Limitations and future directions

The limitation of this study was the lack of comparison of the online effect of tACS with the offline effect. Although we have mentioned above that the effects are not the same between online effect and offline effect, this issue needs to be further investigated as there are no studies combining online tACS with verbal fluency. The lack of individualized brain MRI scans and electroencephalography (EEG) was also a limitation of this study. Future analysis of EEG data and follow-up studies with more targeted neuroimaging are needed to explore changes in functional connectivity to facilitate utility in clinical care. Finally, we did not consider in our study the possibility of stimulating areas outside the prefrontal cortex that are likely not involved in the study of phonemic fluency. Stimulation of these areas was compared with prefrontal areas to explore whether participants distinguished between true and false stimuli and whether the improvement in verbal fluency by tACS was caused by specific brain regions. As done in Experiment 2 by Cattaneo et al.2. Therefore, in future studies, we need to explore study protocols more suitable for tACS, choosing online or offline effects, and comparing more different brain regions.
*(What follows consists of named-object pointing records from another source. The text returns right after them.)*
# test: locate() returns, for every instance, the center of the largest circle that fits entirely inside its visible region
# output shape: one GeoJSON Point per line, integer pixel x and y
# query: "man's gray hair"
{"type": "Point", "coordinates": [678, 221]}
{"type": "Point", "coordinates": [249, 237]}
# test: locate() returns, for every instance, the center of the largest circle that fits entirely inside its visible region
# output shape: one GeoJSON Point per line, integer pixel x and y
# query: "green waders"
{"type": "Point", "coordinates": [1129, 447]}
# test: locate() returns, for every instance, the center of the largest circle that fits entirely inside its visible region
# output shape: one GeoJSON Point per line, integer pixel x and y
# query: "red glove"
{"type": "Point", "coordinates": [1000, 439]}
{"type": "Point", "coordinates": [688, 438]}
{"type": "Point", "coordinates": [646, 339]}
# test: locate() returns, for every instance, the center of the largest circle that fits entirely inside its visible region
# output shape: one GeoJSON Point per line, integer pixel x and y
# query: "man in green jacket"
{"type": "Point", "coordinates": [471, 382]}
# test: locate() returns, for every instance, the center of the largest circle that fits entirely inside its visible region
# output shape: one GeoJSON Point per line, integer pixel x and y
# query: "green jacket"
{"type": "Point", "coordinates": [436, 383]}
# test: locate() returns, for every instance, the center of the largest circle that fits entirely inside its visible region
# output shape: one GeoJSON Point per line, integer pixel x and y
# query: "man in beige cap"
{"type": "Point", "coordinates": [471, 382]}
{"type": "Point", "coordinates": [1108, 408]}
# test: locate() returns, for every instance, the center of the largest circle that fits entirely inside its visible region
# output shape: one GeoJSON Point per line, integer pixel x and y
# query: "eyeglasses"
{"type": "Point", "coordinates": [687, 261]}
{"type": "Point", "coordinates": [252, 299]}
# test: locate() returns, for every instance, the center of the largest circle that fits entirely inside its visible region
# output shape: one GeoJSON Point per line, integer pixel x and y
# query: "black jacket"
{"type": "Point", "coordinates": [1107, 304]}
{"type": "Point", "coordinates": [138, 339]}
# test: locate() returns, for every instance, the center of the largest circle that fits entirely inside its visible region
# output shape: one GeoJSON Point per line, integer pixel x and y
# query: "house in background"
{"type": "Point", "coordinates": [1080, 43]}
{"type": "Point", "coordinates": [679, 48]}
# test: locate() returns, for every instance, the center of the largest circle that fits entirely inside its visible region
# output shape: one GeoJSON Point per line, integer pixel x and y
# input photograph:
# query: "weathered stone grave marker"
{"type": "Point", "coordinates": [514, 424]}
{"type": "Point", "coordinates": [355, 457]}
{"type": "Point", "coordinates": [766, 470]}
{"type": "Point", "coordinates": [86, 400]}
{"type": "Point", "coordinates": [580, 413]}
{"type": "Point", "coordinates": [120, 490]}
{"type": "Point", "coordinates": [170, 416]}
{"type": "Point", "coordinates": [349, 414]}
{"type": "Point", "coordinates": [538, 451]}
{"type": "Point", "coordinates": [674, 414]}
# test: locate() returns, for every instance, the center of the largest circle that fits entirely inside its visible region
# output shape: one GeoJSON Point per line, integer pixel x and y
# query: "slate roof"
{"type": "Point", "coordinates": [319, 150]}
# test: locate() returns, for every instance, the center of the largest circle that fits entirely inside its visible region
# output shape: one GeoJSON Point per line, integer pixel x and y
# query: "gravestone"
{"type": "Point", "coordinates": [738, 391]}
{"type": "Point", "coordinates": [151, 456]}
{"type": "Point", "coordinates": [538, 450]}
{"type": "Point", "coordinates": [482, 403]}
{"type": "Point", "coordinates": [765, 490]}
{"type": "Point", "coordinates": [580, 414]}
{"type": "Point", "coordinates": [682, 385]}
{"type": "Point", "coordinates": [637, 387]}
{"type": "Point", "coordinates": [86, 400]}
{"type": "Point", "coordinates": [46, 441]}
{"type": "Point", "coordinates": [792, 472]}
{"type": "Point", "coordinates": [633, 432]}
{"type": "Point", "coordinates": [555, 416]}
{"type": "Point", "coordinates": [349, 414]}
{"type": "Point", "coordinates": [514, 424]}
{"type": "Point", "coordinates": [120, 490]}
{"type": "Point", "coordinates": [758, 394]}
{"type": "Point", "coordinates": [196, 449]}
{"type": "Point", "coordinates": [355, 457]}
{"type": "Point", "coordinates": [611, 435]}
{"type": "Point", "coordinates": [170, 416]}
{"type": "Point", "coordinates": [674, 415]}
Due to the close relationship between tACS and neural oscillations, further research will need to combine brain imaging devices and tACS.

Conclusions

In summary, our results found for the first time that 10-Hz tACS over the prefrontal cortex significantly improved phonemic fluency in healthy individuals, including the number of words generated as well as response speed. Our data confirm the modulatory role of tACS for language ability and its potential role in neurological rehabilitation, and further point to the frequency specificity of tACS. In future studies on tACS and phonemic fluency, the differences brought by different languages, the clinical application of tACS in conditions such as aphasia, and the application to the improvement of phonemic fluency in healthy individuals should be emphasised.